Following a famously difficult planting season in the U.S., the USDA June Acreage Report showed a surprising increase in corn acres planted year-over-year, up 3% compared to June 2018. This contradicts the USDA’s WASDE from June 11, which reduced the estimated corn acres planted from 92.8 million to 89.8 million and the crop yield per acre from 176 bushels to 166 bushels. The June Acreage Report re-estimated corn acreage planted at 91.7 million, almost returning to levels predicted in the March Acreage Report.
Data shows that most states in the “corn belt” remained flat year-over-year in June or showed increases compared to last year: notable examples include Kansas up 8%, Nebraska up 4%, Iowa up 3%, and Minnesota up 1%. Though some strong corn states’ acreage suffered from the weather (South Dakota down 9%), decreases in corn acreage planted came mostly from states without traditional corn economies: notable examples include Florida down 20%, Idaho down 6%, and New Mexico down 11%.
Soybeans faired far worse than corn in the June Acreage Report, with acreage down 10% year-over-year and down 5% compared to March 2019. This brings soybean acres to their lowest point since 2013.
Data shows decreases in soybean acreage across all soybean producing states, with high-production states and low-production states performing equally poorly. Notable examples include: North Dakota down 14%, South Dakota down 22%, Indiana down 11%, and Iowa down 9%.
USDA Plans Reinterview Process
Following the release of the June Acreage Report by the USDA, corn futures fell by 19 cents and represented a $2.6 billion reduction in the value of new-crop corn.
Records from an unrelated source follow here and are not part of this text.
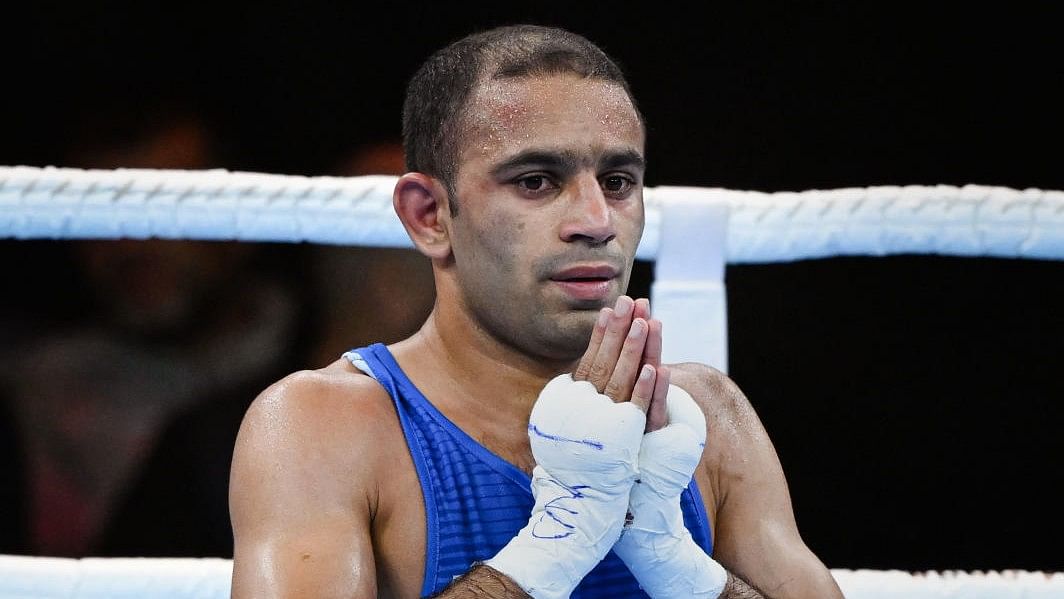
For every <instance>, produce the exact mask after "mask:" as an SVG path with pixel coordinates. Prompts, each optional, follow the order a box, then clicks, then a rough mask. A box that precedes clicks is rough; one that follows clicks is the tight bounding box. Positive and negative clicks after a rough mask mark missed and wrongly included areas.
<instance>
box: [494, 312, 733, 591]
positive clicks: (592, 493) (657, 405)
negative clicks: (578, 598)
mask: <svg viewBox="0 0 1064 599" xmlns="http://www.w3.org/2000/svg"><path fill="white" fill-rule="evenodd" d="M661 355H662V325H661V321H659V320H655V319H653V318H651V317H650V304H649V302H648V301H647V300H646V299H638V300H634V301H633V300H632V299H631V298H629V297H627V296H622V297H620V298H618V300H617V302H616V304H615V305H614V307H612V309H611V307H605V309H602V311H601V312H600V314H599V318H598V320H597V322H596V325H595V329H594V331H593V333H592V337H591V340H589V342H588V346H587V350H586V352H585V353H584V355H583V356H582V357H581V360H580V362H579V364H578V365H577V368H576V369H575V371H573V372H572V373H571V375H570V373H565V375H561V376H559V377H555V378H554V379H552V380H551V381H550V382H548V383H547V385H546V386H545V387H544V389H543V392H542V393H541V394H539V397H538V399H537V401H536V403H535V405H534V406H533V409H532V414H531V417H530V420H529V437H530V440H531V445H532V453H533V455H534V456H535V459H536V463H537V465H536V467H535V469H534V470H533V473H532V492H533V495H534V497H535V506H534V508H533V511H532V517H531V518H530V519H529V523H528V525H527V526H526V527H525V528H523V529H521V531H520V532H519V533H518V534H517V536H515V537H514V539H513V540H511V542H510V543H509V544H508V545H506V546H505V547H504V548H503V549H502V550H500V551H499V553H498V554H496V556H495V558H493V559H492V560H489V561H487V562H486V564H487V565H488V566H491V567H493V568H494V569H496V570H498V571H500V572H502V573H505V575H506V576H509V577H510V578H511V579H513V580H514V581H515V582H516V583H517V584H518V585H519V586H520V587H521V588H523V589H525V590H526V592H527V593H528V594H529V595H531V596H532V597H535V598H537V599H538V598H546V597H549V598H554V597H568V596H569V594H570V593H571V592H572V589H573V588H575V587H576V586H577V585H578V584H579V583H580V581H581V580H582V579H583V578H584V576H586V575H587V572H588V571H591V569H592V568H594V567H595V565H597V564H598V563H599V562H600V561H601V560H602V559H603V558H604V556H605V554H606V553H608V552H609V551H610V549H614V550H615V551H616V553H617V554H618V556H620V558H621V560H624V561H625V563H626V565H628V567H629V569H630V570H631V571H632V573H633V575H634V576H635V578H636V580H638V582H639V584H641V586H643V588H644V589H645V590H646V592H647V593H648V594H649V595H650V596H651V597H699V598H701V597H706V598H715V597H718V596H719V595H720V593H721V590H722V588H724V586H725V583H726V581H727V572H726V571H725V570H724V568H722V567H721V566H720V565H718V564H717V563H716V562H714V561H713V560H712V558H710V556H709V555H706V554H705V552H704V551H702V549H701V548H700V547H698V545H697V544H695V542H694V540H693V539H692V536H691V533H689V532H688V531H687V530H686V528H685V527H684V523H683V514H682V511H681V508H680V496H681V494H682V492H683V489H684V488H686V486H687V485H688V483H689V482H691V479H692V477H693V476H694V471H695V468H696V467H697V466H698V463H699V461H700V459H701V454H702V449H703V447H704V444H705V420H704V416H703V415H702V412H701V410H700V409H699V407H698V405H697V404H695V401H694V399H692V397H691V396H689V395H687V394H686V393H685V392H684V390H683V389H681V388H679V387H676V386H670V385H669V371H668V368H667V367H666V366H663V365H662V364H661Z"/></svg>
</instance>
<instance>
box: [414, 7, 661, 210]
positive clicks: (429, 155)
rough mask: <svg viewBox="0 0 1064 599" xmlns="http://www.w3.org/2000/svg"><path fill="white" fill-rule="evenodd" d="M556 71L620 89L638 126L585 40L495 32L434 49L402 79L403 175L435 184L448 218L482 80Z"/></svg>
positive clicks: (596, 53) (541, 32)
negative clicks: (474, 96)
mask: <svg viewBox="0 0 1064 599" xmlns="http://www.w3.org/2000/svg"><path fill="white" fill-rule="evenodd" d="M561 73H572V74H577V76H580V77H584V78H587V79H599V80H603V81H608V82H611V83H615V84H617V85H619V86H621V87H622V88H624V89H625V93H626V94H628V97H629V99H630V100H631V102H632V105H633V106H634V107H635V112H636V115H637V116H638V118H639V121H641V122H644V118H643V114H642V113H639V109H638V106H637V104H636V103H635V98H634V97H633V96H632V91H631V88H630V87H629V85H628V81H627V80H626V79H625V74H624V73H622V71H621V69H620V67H619V66H618V65H617V63H616V62H615V61H614V60H613V59H612V57H610V56H609V55H606V53H605V52H604V51H603V50H602V49H601V48H599V47H598V46H597V45H595V44H594V43H592V41H591V40H589V39H587V38H586V37H584V36H582V35H579V34H576V33H572V32H570V31H566V30H564V29H558V28H553V27H544V26H535V24H515V26H504V27H498V28H494V29H489V30H486V31H482V32H479V33H473V34H470V35H467V36H466V37H463V38H461V39H459V40H456V41H453V43H451V44H450V45H448V46H446V47H445V48H442V49H440V50H437V51H436V52H435V53H433V54H432V55H431V56H429V59H428V60H427V61H426V62H425V63H422V64H421V66H420V68H418V69H417V71H416V72H415V73H414V76H413V77H412V78H411V79H410V82H409V83H408V84H406V97H405V99H404V101H403V110H402V137H403V154H404V157H405V161H406V169H408V170H411V171H415V170H416V171H419V172H425V173H427V174H431V176H433V177H436V178H438V179H439V180H442V181H443V182H444V185H446V187H447V192H448V195H449V196H450V210H451V214H456V210H458V206H456V205H455V198H454V178H455V176H456V173H458V160H459V148H460V144H461V142H462V139H461V131H462V119H463V118H464V117H465V110H466V105H467V100H468V99H469V96H470V95H471V94H472V90H473V89H475V88H476V86H477V84H478V83H479V82H480V81H481V80H482V79H511V78H520V77H528V76H535V74H561Z"/></svg>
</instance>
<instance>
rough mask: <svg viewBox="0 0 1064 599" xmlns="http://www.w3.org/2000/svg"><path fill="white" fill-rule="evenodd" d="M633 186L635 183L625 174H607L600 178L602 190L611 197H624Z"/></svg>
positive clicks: (632, 180)
mask: <svg viewBox="0 0 1064 599" xmlns="http://www.w3.org/2000/svg"><path fill="white" fill-rule="evenodd" d="M634 185H635V181H633V180H632V178H631V177H628V176H626V174H608V176H605V177H603V178H602V189H604V190H605V192H606V193H608V194H610V195H613V196H625V195H627V194H628V192H630V190H631V188H632V187H633V186H634Z"/></svg>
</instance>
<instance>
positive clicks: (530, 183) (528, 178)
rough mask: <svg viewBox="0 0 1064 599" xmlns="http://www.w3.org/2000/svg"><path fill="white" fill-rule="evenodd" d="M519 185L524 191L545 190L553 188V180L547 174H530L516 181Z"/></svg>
mask: <svg viewBox="0 0 1064 599" xmlns="http://www.w3.org/2000/svg"><path fill="white" fill-rule="evenodd" d="M516 184H517V186H518V187H519V188H520V189H521V190H523V192H532V193H538V192H545V190H547V189H551V188H553V186H554V185H553V182H552V181H551V180H550V178H548V177H547V176H546V174H528V176H525V177H521V178H520V179H518V180H517V181H516Z"/></svg>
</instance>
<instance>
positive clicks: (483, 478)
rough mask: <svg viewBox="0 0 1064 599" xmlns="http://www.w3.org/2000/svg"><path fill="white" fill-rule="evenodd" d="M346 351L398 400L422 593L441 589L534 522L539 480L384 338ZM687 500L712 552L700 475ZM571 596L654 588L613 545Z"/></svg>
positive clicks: (591, 596)
mask: <svg viewBox="0 0 1064 599" xmlns="http://www.w3.org/2000/svg"><path fill="white" fill-rule="evenodd" d="M352 354H355V355H352ZM346 355H347V356H348V357H349V359H350V360H351V361H352V362H355V363H356V359H358V357H361V359H362V361H364V362H365V367H368V368H369V370H370V372H369V373H371V375H372V376H373V378H376V379H377V380H378V381H379V382H380V383H381V385H383V386H384V388H385V389H387V392H388V394H389V395H390V396H392V399H393V400H394V401H395V405H396V411H397V412H398V414H399V421H400V422H401V423H402V429H403V433H404V434H405V436H406V446H408V447H409V448H410V452H411V456H413V459H414V465H415V467H416V468H417V476H418V479H419V480H420V483H421V492H422V494H423V496H425V509H426V518H427V533H428V534H427V544H426V545H427V546H426V561H425V579H423V584H422V587H421V595H422V596H428V595H431V594H433V593H438V592H439V590H442V589H443V588H444V587H446V586H447V585H448V584H450V582H451V581H452V580H453V579H454V578H455V577H458V576H461V575H463V573H465V572H466V571H468V570H469V568H470V566H471V565H472V564H473V563H475V562H479V561H483V560H487V559H489V558H492V556H493V555H495V553H496V552H498V551H499V549H501V548H502V546H504V545H505V544H506V543H509V542H510V539H511V538H513V537H514V535H516V534H517V531H519V530H520V529H521V528H522V527H523V526H525V525H526V523H528V519H529V516H530V515H531V513H532V505H533V503H534V502H533V500H532V492H531V483H532V481H531V479H529V477H528V476H527V475H526V473H525V472H522V471H521V470H519V469H518V468H517V467H515V466H514V465H512V464H510V463H509V462H506V461H504V460H502V459H501V457H499V456H498V455H496V454H495V453H492V452H491V451H488V450H487V449H485V448H484V447H483V446H482V445H480V444H479V443H477V442H476V440H473V439H472V437H470V436H469V435H467V434H466V433H465V432H463V431H462V430H461V429H459V428H458V427H456V426H455V425H454V423H453V422H451V421H450V420H448V419H447V418H446V417H445V416H444V415H443V414H442V413H440V412H439V411H438V410H436V407H435V406H434V405H432V403H430V402H429V400H427V399H426V398H425V396H422V395H421V393H420V392H419V390H417V388H416V387H415V386H414V384H413V383H411V381H410V379H408V378H406V376H405V375H404V373H403V371H402V369H400V368H399V364H398V363H396V361H395V359H394V357H393V356H392V353H390V352H389V351H388V350H387V348H386V347H384V346H383V345H382V344H373V345H371V346H369V347H365V348H360V349H356V350H354V351H353V352H349V353H348V354H346ZM356 365H358V366H360V367H363V365H359V364H358V363H356ZM681 506H682V510H683V518H684V523H685V525H686V527H687V529H688V530H689V531H691V534H692V536H693V537H694V539H695V543H697V544H698V545H699V547H701V548H702V549H704V550H705V552H706V553H711V552H712V540H711V535H710V527H709V520H708V518H706V516H705V509H704V506H703V504H702V501H701V496H700V494H699V492H698V487H697V486H696V484H695V482H694V481H692V483H691V486H688V487H687V489H686V490H684V493H683V496H682V499H681ZM571 597H573V598H575V599H593V598H599V597H601V598H608V597H609V598H618V597H646V594H644V593H643V592H642V590H641V589H639V586H638V584H637V583H636V581H635V579H634V578H633V577H632V575H631V572H629V571H628V568H627V567H626V566H625V564H624V563H622V562H621V561H620V559H619V558H617V556H616V555H615V554H614V553H613V552H612V551H611V552H610V553H609V554H608V555H606V558H605V559H604V560H602V562H601V563H599V565H598V566H597V567H596V568H595V569H593V570H592V571H591V573H588V575H587V577H585V578H584V580H583V582H581V584H580V586H578V587H577V589H576V592H573V594H572V596H571Z"/></svg>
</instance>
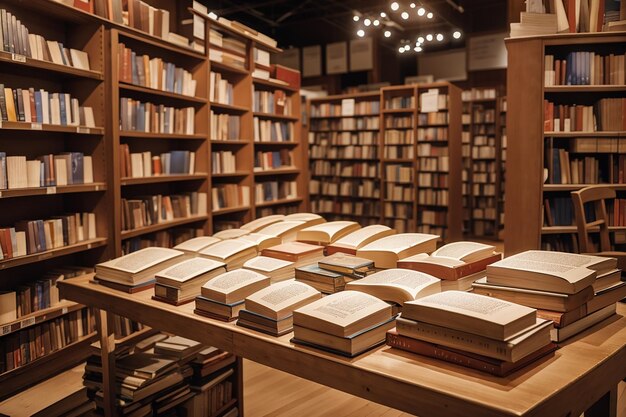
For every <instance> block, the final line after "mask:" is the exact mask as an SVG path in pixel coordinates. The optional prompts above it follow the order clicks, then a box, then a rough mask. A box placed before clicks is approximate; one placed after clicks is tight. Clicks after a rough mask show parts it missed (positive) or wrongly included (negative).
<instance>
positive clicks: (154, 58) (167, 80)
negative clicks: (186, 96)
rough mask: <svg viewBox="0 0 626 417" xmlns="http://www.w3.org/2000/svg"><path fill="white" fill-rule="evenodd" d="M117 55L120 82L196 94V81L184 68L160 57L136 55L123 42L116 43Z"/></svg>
mask: <svg viewBox="0 0 626 417" xmlns="http://www.w3.org/2000/svg"><path fill="white" fill-rule="evenodd" d="M117 56H118V68H117V70H118V77H119V81H120V82H125V83H129V84H135V85H140V86H143V87H148V88H153V89H156V90H161V91H167V92H170V93H176V94H182V95H185V96H190V97H193V96H194V95H195V94H196V85H197V81H196V80H194V79H193V74H192V73H191V72H189V71H187V70H186V69H184V68H181V67H178V66H176V65H174V64H173V63H171V62H166V61H164V60H163V59H162V58H158V57H155V58H150V56H148V55H146V54H144V55H138V54H137V53H136V52H135V51H133V50H131V49H130V48H127V47H126V45H125V44H123V43H119V44H118V45H117Z"/></svg>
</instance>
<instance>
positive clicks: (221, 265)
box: [153, 258, 226, 306]
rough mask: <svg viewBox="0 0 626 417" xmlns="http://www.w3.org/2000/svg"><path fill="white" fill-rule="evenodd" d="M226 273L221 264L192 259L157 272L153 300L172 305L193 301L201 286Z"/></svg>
mask: <svg viewBox="0 0 626 417" xmlns="http://www.w3.org/2000/svg"><path fill="white" fill-rule="evenodd" d="M224 272H226V268H225V265H224V263H223V262H219V261H214V260H212V259H206V258H192V259H187V260H184V261H182V262H179V263H177V264H175V265H174V266H171V267H170V268H167V269H164V270H162V271H160V272H157V273H156V275H155V279H156V284H155V285H154V297H153V298H154V299H155V300H159V301H164V302H166V303H169V304H173V305H177V306H178V305H181V304H184V303H188V302H190V301H193V300H194V299H195V298H196V297H197V296H198V295H200V288H201V287H202V285H203V284H204V283H205V282H207V281H208V280H210V279H211V278H214V277H216V276H218V275H220V274H223V273H224Z"/></svg>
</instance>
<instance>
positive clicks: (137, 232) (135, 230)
mask: <svg viewBox="0 0 626 417" xmlns="http://www.w3.org/2000/svg"><path fill="white" fill-rule="evenodd" d="M207 219H208V216H207V215H206V214H205V215H202V216H191V217H182V218H179V219H174V220H170V221H167V222H163V223H157V224H151V225H150V226H145V227H140V228H138V229H133V230H123V231H122V240H125V239H130V238H133V237H137V236H141V235H145V234H148V233H154V232H158V231H160V230H165V229H169V228H171V227H176V226H182V225H185V224H189V223H196V222H200V221H204V220H207Z"/></svg>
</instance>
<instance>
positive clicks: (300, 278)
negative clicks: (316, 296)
mask: <svg viewBox="0 0 626 417" xmlns="http://www.w3.org/2000/svg"><path fill="white" fill-rule="evenodd" d="M295 276H296V280H297V281H300V282H303V283H305V284H308V285H310V286H311V287H313V288H315V289H316V290H318V291H320V292H322V293H324V294H333V293H336V292H339V291H343V290H344V288H345V285H346V279H345V277H344V276H343V275H342V274H339V273H336V272H333V271H328V270H326V269H323V268H320V267H319V266H318V265H317V264H310V265H304V266H301V267H298V268H296V270H295Z"/></svg>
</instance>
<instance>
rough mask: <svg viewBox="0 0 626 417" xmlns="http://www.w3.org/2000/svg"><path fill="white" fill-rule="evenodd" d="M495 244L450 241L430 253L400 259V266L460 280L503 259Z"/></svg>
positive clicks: (477, 272) (442, 277)
mask: <svg viewBox="0 0 626 417" xmlns="http://www.w3.org/2000/svg"><path fill="white" fill-rule="evenodd" d="M494 250H495V247H494V246H493V245H485V244H482V243H477V242H453V243H448V244H446V245H444V246H442V247H441V248H439V249H438V250H436V251H434V252H433V253H431V254H430V255H428V254H425V253H418V254H417V255H413V256H410V257H408V258H404V259H400V260H399V261H398V268H406V269H413V270H415V271H420V272H424V273H426V274H430V275H432V276H435V277H437V278H440V279H445V280H458V279H460V278H463V277H466V276H469V275H472V274H476V273H478V272H482V271H484V270H485V269H486V267H487V265H489V264H492V263H494V262H496V261H499V260H500V259H502V254H501V253H496V252H495V251H494Z"/></svg>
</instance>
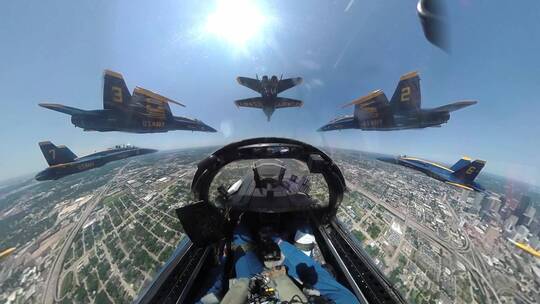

The USDA indicted that 83% of the intended corn acreage had been planted by the time of the survey, far below the 10-year average.
In order to provide a more accurate estimate of the crop size and planted area, USDA announced that it will resurvey farmers in advance of the August 12 Crop Production report. Farmers in 14 states will be reinterviewed to determine their planted area of corn, soybeans and sorghum.